Once Upon a Time…in Hollywood
by Hope Madden and George Wolf
Happy QT Day, everyone — that rare and special holiday where moviegoers love a movie made by an unabashed lover of movies. And this time, he’s made a movie about loving the movies.
It’s Once Upon a Time…In Hollywood, Quentin Tarantino’s clearest love letter to cinema both great and trashy. Spilling with nostalgia and packing more sentiment than his previous 8 films combined, Hollywood is the auteur’s most heartfelt film.
Not that it isn’t bloody. Once it hits its stride the film packs Reservoir Dogs-level brutality into a climax that’s as nervy as anything Tarantino’s ever filmed. But leading up to that, as the filmmaker asks us to look with a mixture of fondness and sadness at two lives twisting toward the inevitable, he’s actually almost sweet.
One of those lives belongs to Rick Dalton (Leonardo DiCaprio), a one-time TV Western leading man who’s made a couple of poor career choices and seems to be facing obsolescence. This would mean, domino-style, the obsolescence of his best friend and stunt double with a sketchy past, Cliff Booth (Brad Pitt).

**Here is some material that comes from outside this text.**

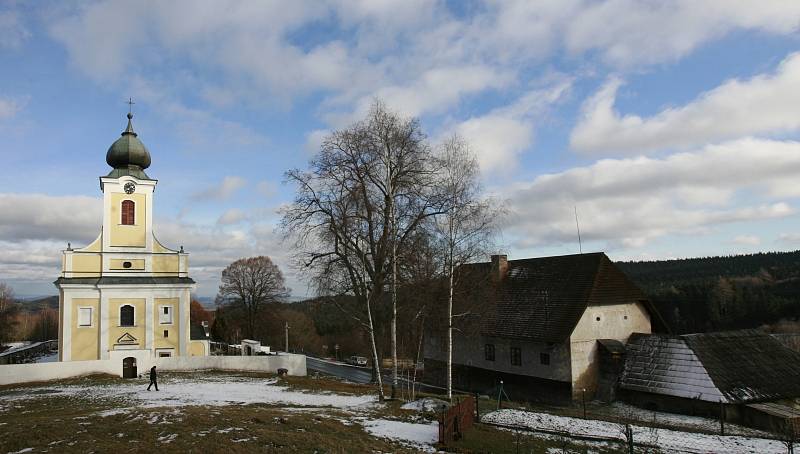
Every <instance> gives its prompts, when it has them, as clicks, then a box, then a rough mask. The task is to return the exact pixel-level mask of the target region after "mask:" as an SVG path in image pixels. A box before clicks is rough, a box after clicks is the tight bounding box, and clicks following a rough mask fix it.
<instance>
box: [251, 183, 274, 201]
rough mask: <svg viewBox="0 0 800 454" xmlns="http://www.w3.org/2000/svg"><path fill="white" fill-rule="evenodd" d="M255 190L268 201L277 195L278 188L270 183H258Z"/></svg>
mask: <svg viewBox="0 0 800 454" xmlns="http://www.w3.org/2000/svg"><path fill="white" fill-rule="evenodd" d="M256 190H257V191H258V192H259V194H261V195H262V196H264V197H266V198H268V199H270V198H272V197H275V195H276V194H277V193H278V187H277V186H276V185H275V183H273V182H271V181H259V182H258V184H257V185H256Z"/></svg>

But that’s not the second story, which instead belongs to the real life tragedy of Sharon Tate (Margot Robbie). Set in the LA of 1969, Once Upon a Time…In Hollywood uses the Manson family crimes (marking its 50th anniversary this August) as the thematic underpinning, a violent metaphor for the end of two eras.

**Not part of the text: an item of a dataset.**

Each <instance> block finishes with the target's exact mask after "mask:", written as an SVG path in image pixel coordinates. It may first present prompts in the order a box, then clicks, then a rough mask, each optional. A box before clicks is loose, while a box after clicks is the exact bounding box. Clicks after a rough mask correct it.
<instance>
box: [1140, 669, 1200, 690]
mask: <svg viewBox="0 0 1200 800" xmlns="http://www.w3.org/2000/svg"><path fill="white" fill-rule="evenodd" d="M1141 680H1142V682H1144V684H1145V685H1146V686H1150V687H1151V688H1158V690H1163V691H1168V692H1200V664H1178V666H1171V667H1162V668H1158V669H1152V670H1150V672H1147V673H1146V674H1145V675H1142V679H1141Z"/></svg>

Tarantino being Tarantino, though, he’ll use the movies to make everything better.
From the foot fetish (more proudly on display than ever) to the familiar faces (even one who made the cutting room floor and the credits), the hiply retro soundtrack to the inky black humor, Hollywood hides no Tarantinoism. But the film establishes a timestamp more precisely than any of his other works. And on the whole, he shows unpredicted restraint.

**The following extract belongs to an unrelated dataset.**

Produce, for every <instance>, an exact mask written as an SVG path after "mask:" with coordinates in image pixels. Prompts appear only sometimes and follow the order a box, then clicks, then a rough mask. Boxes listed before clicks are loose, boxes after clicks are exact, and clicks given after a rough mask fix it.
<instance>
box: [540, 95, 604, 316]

The film moseys through the first two acts, with long, deliberate takes full enough of pop culture as to completely immerse you in time and place. Tarantino again frames sequences with alternating levels of homage, but dials back the dialogue from his usual quick-hitting crispness to measured ruminations often thick with intention.
In strokes stylish and self-indulgent, Tarantino is bidding adieu to halcyon days of both flower power innocence and the Hollywood studio machine. Here, he’s looking back on the Manson murders as a dividing line, and again wondering what might have been.
For us QT aficionados, Hollywood may feel at first like an odd, overlong duck, but its wandering nature gives you ample time to adjust. The cast shines from top to bottom, propelling an entertaining vision of humor and blood and irony and bittersweet nostalgia.
Settle in, trust the driver and enjoy the ride.